Imagine the opening of John Carpenter’s Halloween particularly the opening credits with the slow zoom on the jack o lantern. Why is that scene so intense? There really isn’t much to it. A pumpkin with a face on it comes slowly towards the audience, growing until it takes up the entire screen. It’s not anything too spectacular, but for some reason, it sends chills down the spines of millions of fans. The tension comes no from the jack o lantern, but rather the eerie score written by Carpenter which creates the dark and dreary feeling that is carried out through the film.
Score and soundtrack are paramount in creating the ambiance in genre films, and this week’s Featured FearMaker has dedicated his life to creating those soundscapes. Paolo Greco has been composing scores for the stage and screen for over a decade, and he’s just getting started.
The son of Spanish dancers José Greco and Nana Lorca (former director of the National Ballet of Spain), Paolo Greco was always surrounded by the arts. He was about four years old when Paolo saw his dad perform The Passion of Dracula at the Cherry Lane Theatre in New York. This show sparked an interest for nor just horror, but anything involving mystery, suspense, fear, thrillers, and the uncanny.
Greco eventually gravitated to music as his passion, which he studied extensively in school. He has received a BA in Music from The Liverpool Institute of Performing Arts, and an MA in Music & Media Technology from Trinity College Dublin. His thesis was titled ‘The Communicative Power of Silence: the cinema of David Lynch’.
While in Dublin, he worked for October Eleven Pictures in their preternatural documentary The Twilight Hour: Visions of Haunted Ireland, narrated by the late British actor John Hurt for Discovery Channel. Since then Paolo has scored several films and plays ranging from the American icon A Streetcar Named Desire by Tennessee Williams to the German classics Michael Kohlhaas by Heinrich Von Kleist and Mary Stuart by Friederich Schiller
Paolo Greco’s filmography to date includes an array of short films and documentaries produced in the US, Spain, Ireland, and Norway, some of which have been included and/or awarded at festivals in Europe, Canada, Mexico and the USA. In 2016, the feature film Backseat Fighter by Mario Pagano (starring Martina García, Homeland) saw its premiere at the Madrid Premiere Week and was an official selection at the Venezuelan Film Fest NY and Festival Internacional Cine Fine Arts.
In recent years Paolo found himself relocating to Los Angeles, where he has been scoring short films non-stop.
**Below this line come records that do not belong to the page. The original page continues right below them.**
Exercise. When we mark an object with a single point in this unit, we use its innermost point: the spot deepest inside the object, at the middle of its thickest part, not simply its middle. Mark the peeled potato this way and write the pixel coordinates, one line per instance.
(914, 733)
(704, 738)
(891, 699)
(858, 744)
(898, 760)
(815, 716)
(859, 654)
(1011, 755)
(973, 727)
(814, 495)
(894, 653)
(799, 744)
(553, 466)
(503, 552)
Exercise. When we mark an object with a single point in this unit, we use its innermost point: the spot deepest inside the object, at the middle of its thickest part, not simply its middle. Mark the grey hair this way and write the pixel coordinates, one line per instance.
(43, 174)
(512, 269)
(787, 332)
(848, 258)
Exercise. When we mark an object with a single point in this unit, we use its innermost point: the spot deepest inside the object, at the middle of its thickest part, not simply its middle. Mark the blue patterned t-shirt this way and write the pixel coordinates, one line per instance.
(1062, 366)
Working with short films in Los Angeles means working with little to no budget, which is often difficult to work with, particularly ith directors who don’t understand how expensive scoring can be. While having a full orchestra sounds great, paying the 20-90 musicians day rates along with the composer, recording tech, and space adds up rather quickly.
Paolo Greco has been working nonstop on building his portfolio with excellent work. We will, no doubt, be hearing his name again soon.